Sonntag, 27. Dezember 2015

Eine emotionale Abrissbirne. Rezension zu Jami Attenbergs Roman "Die Middlesteins"

Im sich immer weiter ausdehnenden Universum, in dem alle Körper eigentlich voneinander wegstreben, bilden die Körper mit der größten Masse die Gravitätszentren und halten die Körper in ihrer Umgebung auf einer Umlaufbahn um sich herum.

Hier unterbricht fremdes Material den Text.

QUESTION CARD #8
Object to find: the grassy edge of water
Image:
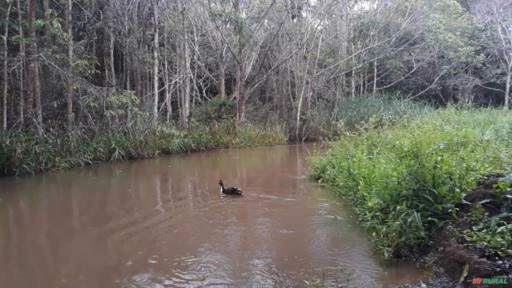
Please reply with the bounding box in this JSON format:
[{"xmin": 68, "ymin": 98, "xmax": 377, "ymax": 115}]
[
  {"xmin": 0, "ymin": 120, "xmax": 287, "ymax": 177},
  {"xmin": 308, "ymin": 108, "xmax": 512, "ymax": 286}
]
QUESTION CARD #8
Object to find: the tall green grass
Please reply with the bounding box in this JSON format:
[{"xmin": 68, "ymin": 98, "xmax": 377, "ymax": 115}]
[
  {"xmin": 0, "ymin": 120, "xmax": 287, "ymax": 176},
  {"xmin": 306, "ymin": 95, "xmax": 433, "ymax": 140},
  {"xmin": 309, "ymin": 108, "xmax": 512, "ymax": 258},
  {"xmin": 335, "ymin": 94, "xmax": 434, "ymax": 129}
]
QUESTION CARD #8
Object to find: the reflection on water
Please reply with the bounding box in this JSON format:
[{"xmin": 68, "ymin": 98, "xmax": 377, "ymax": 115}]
[{"xmin": 0, "ymin": 144, "xmax": 424, "ymax": 288}]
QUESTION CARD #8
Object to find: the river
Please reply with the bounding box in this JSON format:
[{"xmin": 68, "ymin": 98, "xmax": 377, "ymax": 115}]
[{"xmin": 0, "ymin": 144, "xmax": 424, "ymax": 287}]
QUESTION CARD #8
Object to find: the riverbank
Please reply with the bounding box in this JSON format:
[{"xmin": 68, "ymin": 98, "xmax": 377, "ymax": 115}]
[
  {"xmin": 0, "ymin": 95, "xmax": 427, "ymax": 177},
  {"xmin": 309, "ymin": 108, "xmax": 512, "ymax": 286},
  {"xmin": 0, "ymin": 120, "xmax": 287, "ymax": 176}
]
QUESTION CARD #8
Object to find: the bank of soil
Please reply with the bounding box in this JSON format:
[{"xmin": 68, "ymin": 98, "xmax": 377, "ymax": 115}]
[{"xmin": 412, "ymin": 173, "xmax": 512, "ymax": 288}]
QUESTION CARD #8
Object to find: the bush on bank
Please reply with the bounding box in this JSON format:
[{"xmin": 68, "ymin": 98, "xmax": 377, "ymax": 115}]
[
  {"xmin": 309, "ymin": 108, "xmax": 512, "ymax": 259},
  {"xmin": 0, "ymin": 120, "xmax": 287, "ymax": 176}
]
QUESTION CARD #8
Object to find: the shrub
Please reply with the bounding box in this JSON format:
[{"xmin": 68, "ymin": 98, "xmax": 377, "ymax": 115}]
[
  {"xmin": 301, "ymin": 94, "xmax": 433, "ymax": 141},
  {"xmin": 0, "ymin": 120, "xmax": 287, "ymax": 176},
  {"xmin": 309, "ymin": 108, "xmax": 512, "ymax": 258}
]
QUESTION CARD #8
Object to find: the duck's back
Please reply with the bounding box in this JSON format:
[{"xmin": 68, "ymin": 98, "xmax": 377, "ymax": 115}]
[{"xmin": 225, "ymin": 187, "xmax": 243, "ymax": 195}]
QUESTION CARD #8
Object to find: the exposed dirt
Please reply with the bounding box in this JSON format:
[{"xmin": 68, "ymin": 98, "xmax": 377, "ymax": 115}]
[{"xmin": 402, "ymin": 173, "xmax": 512, "ymax": 288}]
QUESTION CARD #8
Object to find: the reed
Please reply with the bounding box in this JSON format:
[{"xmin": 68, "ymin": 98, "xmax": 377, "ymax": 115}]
[{"xmin": 0, "ymin": 120, "xmax": 287, "ymax": 176}]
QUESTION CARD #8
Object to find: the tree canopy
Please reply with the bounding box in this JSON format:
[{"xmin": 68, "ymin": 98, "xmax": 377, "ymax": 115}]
[{"xmin": 0, "ymin": 0, "xmax": 509, "ymax": 139}]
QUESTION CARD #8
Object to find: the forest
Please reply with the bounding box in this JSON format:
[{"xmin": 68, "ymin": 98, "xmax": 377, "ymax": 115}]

Wir nennen das Gravitätszentrum, um das wir uns mit der Erde bewegen, Sonne. Für die Familie in Jamie Attenbergs Roman „Die Middlesteins“ bildet die Matriarchin Edie Middlestein, zweifache Mutter, zweifache Großmutter, das Gravitätszentrum ihrer Familie. Wie jedes Gravitätszentrum hat auch sie die größte Masse in ihrer familiären Umgebung. Und das ist absolut wörtlich zu verstehen. Am Ende wird Edie von ihren Freunden auf etwa hundertfünfzig Kilogramm Körpergewicht geschätzt. Schon als kleines Mädchen ist sie ungewöhnlich schwer. Aber leider nicht „knuddelig“, sondern eher wie „ein zementartiger Klops“. Die Festigkeit und Härte, an die man bei diesem Vergleich denken kann, zeigt sich auch als Charakterzug in Edies weiterem Leben. Sie scheint auf den ersten Blick eine warmherzige und verbindliche Person zu sein. Aber wenn es für sie darauf ankommt, kann sie mit einer Härte reagieren, die den Menschen um sie herum Angst einflößen kann. Eine emotionale Abrissbirne.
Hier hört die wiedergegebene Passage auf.